Residents will benefit from the decision to build the facility, next to the Midland Sports Complex, that will house a number of community groups.
On July 5, council voted to approve the construction of the Swan Community Workshops as a City of Swan project and allocate $40,000 to get the project started.
The facility on Lot 13420 Patterson Drive in Middle Swan will still need approval from the Western Australian Planning Commission to allow the workshops to be built on the site.
City Mayor Mick Wainwright said a zone change was the next step following the council decision and it would take a couple of years or more to get it up and running.
“Starting on the zone change is a good move forward, and I’m looking forward to when that’s opened.”
Swan Community Workshops president David Ashfold has welcomed the decision and the city’s support for a project that first began in 2010, when the Machinery Preservation Club identified the need for a permanent home.
“It then came to the city notice that there was a need for a community hub and it would be better to build one multipurpose unit that all clubs could use.

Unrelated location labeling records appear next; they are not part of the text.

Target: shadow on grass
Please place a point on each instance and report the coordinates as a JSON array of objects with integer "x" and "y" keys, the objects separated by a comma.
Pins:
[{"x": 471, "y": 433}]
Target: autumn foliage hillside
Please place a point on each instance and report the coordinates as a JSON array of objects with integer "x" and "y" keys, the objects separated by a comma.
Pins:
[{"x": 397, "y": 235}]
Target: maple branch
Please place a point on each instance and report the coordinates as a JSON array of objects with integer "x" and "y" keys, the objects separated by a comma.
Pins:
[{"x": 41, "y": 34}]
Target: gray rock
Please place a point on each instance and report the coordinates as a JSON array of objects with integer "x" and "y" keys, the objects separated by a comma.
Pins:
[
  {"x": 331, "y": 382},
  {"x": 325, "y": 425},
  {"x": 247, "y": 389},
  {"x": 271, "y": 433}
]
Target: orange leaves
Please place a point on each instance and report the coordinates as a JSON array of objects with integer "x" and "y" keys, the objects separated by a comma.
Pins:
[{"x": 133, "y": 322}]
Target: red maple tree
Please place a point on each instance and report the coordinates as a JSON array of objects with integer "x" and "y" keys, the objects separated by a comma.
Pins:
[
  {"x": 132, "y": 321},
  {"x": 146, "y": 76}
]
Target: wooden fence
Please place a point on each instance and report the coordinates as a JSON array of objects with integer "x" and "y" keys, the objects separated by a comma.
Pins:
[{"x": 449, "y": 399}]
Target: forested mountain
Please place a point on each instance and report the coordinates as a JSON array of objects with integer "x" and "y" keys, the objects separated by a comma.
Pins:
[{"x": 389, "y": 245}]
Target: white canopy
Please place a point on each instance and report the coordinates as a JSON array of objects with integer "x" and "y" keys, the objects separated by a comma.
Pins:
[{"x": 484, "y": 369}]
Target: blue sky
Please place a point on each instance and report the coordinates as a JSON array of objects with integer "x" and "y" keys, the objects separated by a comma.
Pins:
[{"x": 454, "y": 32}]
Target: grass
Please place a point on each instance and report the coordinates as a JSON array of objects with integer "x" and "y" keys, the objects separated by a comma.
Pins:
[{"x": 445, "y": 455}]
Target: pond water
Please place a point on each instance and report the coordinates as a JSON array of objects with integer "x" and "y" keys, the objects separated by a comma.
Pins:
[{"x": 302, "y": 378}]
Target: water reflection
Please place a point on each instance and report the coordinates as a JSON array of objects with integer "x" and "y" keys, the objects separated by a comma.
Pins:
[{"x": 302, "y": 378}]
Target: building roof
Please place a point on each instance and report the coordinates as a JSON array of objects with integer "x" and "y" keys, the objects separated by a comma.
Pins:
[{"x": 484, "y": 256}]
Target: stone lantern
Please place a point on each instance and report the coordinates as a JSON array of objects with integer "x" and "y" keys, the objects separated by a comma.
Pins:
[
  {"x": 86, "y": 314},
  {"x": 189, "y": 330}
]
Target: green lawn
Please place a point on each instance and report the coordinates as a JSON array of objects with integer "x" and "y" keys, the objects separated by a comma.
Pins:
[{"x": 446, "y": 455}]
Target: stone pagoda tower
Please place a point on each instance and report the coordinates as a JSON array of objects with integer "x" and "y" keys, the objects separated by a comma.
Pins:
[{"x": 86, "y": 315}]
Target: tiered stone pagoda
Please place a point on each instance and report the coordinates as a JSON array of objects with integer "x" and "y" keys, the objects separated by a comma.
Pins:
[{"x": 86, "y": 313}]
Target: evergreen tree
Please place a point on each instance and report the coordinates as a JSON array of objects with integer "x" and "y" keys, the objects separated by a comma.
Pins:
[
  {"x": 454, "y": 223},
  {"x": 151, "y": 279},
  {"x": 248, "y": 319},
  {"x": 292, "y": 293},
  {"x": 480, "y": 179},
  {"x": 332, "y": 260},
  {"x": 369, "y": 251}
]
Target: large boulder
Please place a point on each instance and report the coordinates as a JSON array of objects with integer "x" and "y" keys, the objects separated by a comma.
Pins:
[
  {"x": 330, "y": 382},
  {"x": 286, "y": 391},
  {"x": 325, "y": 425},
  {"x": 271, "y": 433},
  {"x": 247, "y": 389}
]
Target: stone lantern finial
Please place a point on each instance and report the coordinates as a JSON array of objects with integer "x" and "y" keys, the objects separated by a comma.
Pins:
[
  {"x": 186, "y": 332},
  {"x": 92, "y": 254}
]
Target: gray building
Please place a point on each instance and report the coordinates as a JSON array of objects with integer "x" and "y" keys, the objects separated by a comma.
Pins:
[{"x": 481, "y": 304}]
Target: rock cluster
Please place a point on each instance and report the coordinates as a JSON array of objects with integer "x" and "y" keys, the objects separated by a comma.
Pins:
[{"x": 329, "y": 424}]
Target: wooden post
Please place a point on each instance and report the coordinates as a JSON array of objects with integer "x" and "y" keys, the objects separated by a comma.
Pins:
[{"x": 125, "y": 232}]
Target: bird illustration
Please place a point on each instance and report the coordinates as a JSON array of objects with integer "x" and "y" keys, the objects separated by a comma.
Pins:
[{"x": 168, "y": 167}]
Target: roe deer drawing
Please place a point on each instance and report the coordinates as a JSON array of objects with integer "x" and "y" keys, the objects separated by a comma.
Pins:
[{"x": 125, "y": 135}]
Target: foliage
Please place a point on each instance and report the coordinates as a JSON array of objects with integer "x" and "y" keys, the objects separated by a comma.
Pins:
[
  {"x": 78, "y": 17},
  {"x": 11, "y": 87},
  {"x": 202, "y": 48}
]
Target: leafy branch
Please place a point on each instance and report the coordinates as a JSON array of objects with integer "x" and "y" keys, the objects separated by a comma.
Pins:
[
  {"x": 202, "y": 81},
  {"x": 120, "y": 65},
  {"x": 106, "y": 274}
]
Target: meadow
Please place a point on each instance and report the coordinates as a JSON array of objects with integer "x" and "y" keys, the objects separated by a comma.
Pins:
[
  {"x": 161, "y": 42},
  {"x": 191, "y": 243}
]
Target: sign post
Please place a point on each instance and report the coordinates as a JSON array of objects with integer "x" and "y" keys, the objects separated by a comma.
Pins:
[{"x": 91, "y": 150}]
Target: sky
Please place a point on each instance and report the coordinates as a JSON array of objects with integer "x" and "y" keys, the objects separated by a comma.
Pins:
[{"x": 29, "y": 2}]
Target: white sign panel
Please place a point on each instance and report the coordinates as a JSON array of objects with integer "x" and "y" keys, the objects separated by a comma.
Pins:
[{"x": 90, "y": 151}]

“We’ve now got to the stage, where the Swan Community Workshops is incorporated, and as an independent not-for-profit group, we are in charge of helping to get the premises built.”
Mr Ashfold said there would be seven clubs with permanent homes at the new site, including the Midland branch of the Country Women’s Association and the Machinery Preservation Club, and it would be available for other clubs on an ad-hoc basis.
“There will be storage facilities available and when this is built, all sorts of clubs will be able to use it,” he said.
“Originally the city worked with us side-by-side and they did not plan to get commercially involved in the project.
“But due to grants and things required it become a lot more feasible to have it as a City of Swan project, whereby the buildings are then owned on city land and they can continue no matter who is in charge.”
Mr Ashfold said the council’s recent decision was an important one.
“After many years a piece of has been identified, we know the future is permanent and that we can build on it.
“Hopefully in two or three years’ time we’ll all be there celebrating the opening of the place.”